The JLIFF 2.0 Object Model contains classes and methods for creating and manipulating object graphs which closely reflect the OASIS JLIFF 2.0 serialization format. Object graphs can be serialized to schema conformant JSON. Conformant JSON can also be deserialized to an object graph. Convenience classes and methods are also provided to create a JLIFF object model (and thus a JSON serialization) from an XLIFF 2.0 Core XML file.
This project was originally concieved to validate the designs and ideas of the OASIS OMOS Technical Committee but it is also hoped that it will provide a kind of reference implementation and foundation library for those wishing to evaluate JLIFF for their use cases, including, it is hoped, the GALA Localization Web Services Project.
Technical Committee outputs such as schema definitions and example serializations can be found on GitHub.
As with the OASIS project itself, this project is a work in progress. I have a short attention span so some features may not be completely implmented because I got distracted by another feature during implementation.
Overall features should be complete with respect to XLIFF 2.0 Core. Implementation of module related features have to date been motivated by my own use cases.

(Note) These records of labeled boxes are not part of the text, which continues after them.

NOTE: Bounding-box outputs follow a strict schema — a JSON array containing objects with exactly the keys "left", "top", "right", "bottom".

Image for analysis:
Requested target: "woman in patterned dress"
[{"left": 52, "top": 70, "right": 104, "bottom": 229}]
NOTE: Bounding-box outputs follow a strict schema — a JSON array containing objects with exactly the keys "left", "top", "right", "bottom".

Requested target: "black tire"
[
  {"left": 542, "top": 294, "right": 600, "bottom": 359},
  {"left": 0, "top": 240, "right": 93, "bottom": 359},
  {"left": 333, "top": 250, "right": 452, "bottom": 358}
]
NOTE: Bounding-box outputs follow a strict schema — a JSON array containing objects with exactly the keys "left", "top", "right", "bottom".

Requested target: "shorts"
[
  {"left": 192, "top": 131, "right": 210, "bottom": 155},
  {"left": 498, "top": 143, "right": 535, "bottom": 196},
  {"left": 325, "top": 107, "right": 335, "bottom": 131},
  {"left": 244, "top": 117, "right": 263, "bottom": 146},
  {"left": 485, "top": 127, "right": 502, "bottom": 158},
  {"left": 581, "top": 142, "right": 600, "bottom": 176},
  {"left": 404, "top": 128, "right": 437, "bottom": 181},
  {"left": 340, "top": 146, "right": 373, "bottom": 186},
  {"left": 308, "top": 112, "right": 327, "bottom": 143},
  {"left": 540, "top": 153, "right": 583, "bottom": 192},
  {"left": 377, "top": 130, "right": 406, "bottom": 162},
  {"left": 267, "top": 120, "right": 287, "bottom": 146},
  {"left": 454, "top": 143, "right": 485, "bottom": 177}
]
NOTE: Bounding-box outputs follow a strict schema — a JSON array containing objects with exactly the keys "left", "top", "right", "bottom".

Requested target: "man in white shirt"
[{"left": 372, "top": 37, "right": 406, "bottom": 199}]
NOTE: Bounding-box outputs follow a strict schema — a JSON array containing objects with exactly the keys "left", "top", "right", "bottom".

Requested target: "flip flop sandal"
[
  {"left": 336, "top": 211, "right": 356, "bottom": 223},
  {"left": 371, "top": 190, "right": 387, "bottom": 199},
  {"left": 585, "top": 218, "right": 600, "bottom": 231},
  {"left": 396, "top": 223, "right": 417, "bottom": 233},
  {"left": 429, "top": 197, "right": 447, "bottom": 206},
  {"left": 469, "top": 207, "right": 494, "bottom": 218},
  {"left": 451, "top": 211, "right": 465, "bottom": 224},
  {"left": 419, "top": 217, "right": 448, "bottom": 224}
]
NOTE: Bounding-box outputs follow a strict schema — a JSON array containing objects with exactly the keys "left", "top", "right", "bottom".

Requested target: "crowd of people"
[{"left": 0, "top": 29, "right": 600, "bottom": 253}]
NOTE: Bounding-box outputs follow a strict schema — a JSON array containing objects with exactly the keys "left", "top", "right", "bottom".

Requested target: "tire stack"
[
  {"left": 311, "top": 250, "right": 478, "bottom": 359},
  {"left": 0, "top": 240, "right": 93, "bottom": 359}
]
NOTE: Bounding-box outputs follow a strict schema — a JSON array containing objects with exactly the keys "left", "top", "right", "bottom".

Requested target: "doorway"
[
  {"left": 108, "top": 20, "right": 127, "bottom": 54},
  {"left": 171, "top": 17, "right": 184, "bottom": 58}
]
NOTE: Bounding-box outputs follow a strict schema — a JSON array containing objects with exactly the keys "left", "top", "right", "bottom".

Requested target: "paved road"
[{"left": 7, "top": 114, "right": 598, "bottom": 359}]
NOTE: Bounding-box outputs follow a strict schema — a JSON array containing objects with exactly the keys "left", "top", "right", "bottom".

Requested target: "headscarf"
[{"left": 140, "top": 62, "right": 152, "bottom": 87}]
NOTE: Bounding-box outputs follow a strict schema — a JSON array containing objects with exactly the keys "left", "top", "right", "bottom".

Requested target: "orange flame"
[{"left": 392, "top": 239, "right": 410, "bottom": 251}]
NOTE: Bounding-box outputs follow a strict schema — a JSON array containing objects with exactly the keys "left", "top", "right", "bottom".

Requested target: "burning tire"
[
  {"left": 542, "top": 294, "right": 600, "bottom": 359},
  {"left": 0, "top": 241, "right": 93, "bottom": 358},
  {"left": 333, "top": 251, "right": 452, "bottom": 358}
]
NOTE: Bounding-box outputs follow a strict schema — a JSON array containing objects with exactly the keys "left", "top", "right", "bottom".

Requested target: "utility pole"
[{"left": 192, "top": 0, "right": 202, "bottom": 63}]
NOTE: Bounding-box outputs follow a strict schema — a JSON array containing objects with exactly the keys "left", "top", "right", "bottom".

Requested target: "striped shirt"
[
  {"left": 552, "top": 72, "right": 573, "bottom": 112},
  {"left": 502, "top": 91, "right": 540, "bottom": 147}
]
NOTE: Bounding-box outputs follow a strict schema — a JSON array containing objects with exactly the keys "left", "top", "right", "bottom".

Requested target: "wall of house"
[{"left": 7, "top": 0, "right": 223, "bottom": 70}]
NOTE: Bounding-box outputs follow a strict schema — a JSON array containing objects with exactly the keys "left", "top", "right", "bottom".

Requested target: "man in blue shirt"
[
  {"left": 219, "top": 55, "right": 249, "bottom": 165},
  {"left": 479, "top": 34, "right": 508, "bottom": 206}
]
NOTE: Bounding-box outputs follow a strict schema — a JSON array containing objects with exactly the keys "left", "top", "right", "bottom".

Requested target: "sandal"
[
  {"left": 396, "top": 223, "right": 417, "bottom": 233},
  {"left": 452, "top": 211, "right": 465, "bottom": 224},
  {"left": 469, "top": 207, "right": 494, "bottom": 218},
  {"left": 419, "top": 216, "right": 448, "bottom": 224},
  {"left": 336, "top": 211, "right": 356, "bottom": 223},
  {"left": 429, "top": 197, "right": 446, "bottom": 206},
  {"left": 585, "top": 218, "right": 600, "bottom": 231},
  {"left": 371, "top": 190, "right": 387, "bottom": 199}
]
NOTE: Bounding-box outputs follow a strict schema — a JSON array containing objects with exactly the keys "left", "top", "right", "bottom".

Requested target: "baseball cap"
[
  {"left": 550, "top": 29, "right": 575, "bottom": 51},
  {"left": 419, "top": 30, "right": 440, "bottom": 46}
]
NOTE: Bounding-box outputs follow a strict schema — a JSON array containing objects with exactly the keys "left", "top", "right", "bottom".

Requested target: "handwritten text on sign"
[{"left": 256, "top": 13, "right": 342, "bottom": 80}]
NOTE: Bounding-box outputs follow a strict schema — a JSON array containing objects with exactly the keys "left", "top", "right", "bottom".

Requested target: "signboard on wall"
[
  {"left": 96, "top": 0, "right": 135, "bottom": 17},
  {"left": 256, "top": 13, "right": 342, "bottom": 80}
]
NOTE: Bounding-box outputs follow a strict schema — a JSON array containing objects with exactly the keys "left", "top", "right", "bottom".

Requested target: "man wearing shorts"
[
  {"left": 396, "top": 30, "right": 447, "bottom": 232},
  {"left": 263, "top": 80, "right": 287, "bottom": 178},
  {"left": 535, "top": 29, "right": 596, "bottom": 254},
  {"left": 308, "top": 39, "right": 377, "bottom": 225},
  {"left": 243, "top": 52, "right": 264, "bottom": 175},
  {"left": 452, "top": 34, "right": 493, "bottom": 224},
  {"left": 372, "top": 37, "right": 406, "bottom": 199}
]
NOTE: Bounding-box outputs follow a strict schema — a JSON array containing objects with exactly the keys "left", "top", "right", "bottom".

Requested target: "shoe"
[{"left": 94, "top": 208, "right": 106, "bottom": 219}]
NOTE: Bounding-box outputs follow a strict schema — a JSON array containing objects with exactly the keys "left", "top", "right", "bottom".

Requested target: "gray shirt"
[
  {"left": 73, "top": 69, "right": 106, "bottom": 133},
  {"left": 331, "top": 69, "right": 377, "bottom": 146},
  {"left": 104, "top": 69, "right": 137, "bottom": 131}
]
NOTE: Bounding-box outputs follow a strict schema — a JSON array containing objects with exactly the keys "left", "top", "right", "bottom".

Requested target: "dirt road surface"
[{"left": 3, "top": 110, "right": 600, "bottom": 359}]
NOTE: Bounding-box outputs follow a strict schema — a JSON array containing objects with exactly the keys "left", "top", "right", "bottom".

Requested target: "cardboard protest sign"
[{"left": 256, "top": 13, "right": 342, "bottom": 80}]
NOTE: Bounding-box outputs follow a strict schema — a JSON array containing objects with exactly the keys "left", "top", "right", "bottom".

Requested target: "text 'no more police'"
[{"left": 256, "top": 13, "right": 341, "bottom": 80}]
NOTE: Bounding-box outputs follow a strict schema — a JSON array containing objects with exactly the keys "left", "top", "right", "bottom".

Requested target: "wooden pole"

As of 2019-01-18 it is possible to convert XLIFF 2.1 Core to JLIFF 2.1 Core and JLIFF 2.1 Core back to XLIFF 2.1 Core. Yes, that's pretty simple to do with a generic JSON to XML converter or XSLT but with the library it is done via the Object Model which you can interact with and manipulate!
Added Builder Pattern graph construction:
This is only good for relatively simple graphs though.
Added Composite and Visitor Patterns so the whole graph can be traversed by creating a class that implements ICompositeVisitor
and then calling Process()
on the JliffDocument.Files
property. This is how the Segments
property is implemented.
JliffDocument jd = new JliffDocument("en-US", "it-IT",
new File("f1",
new Unit("u1",
new Segment(
new List<IElement()
{ new SmElement(), new TextElement("Source text"), new EmElement() }),
new List<IElement()
{ new SmElement(), new TextElement("Target text"), new EmElement() })
));
This is still experimental.
JliffDocument jlb = new JliffDocument("en-US", "it-IT")
.AddFile()
.AddUnit()
.EndSubFiles()
.AddSegment(new XlfEventArgs("s1"))
.EndSubUnits()
.AddSource("Hello")
.AddSmElement("mrk1", true)
.AddSource("there")
.AddEmElement("", true)
.AddTarget("Buongiorno")
.MoreSubUnits()
.AddSegment(new XlfEventArgs("s2"))
.EndSubUnits()
.AddSource("Random text")
.MoreSubUnits()
.AddSegment(new XlfEventArgs("s3"))
.EndSubUnits()
.AddSource("Goodbye")
.AddTarget("Arrivederci")
.Build();
Useful for building Extract Agents
MyContentType.NewParagraphEvent += JlBuilder.Paragraph;
As of 2018-11-02 I have added a dev
branch as a way of sharing bits of progress which have not been fully tested.
In addition to above I've also added:
- Composition and Visitor Patterns.
The XLIFF 2.0 Object Model is licensed under the MIT License.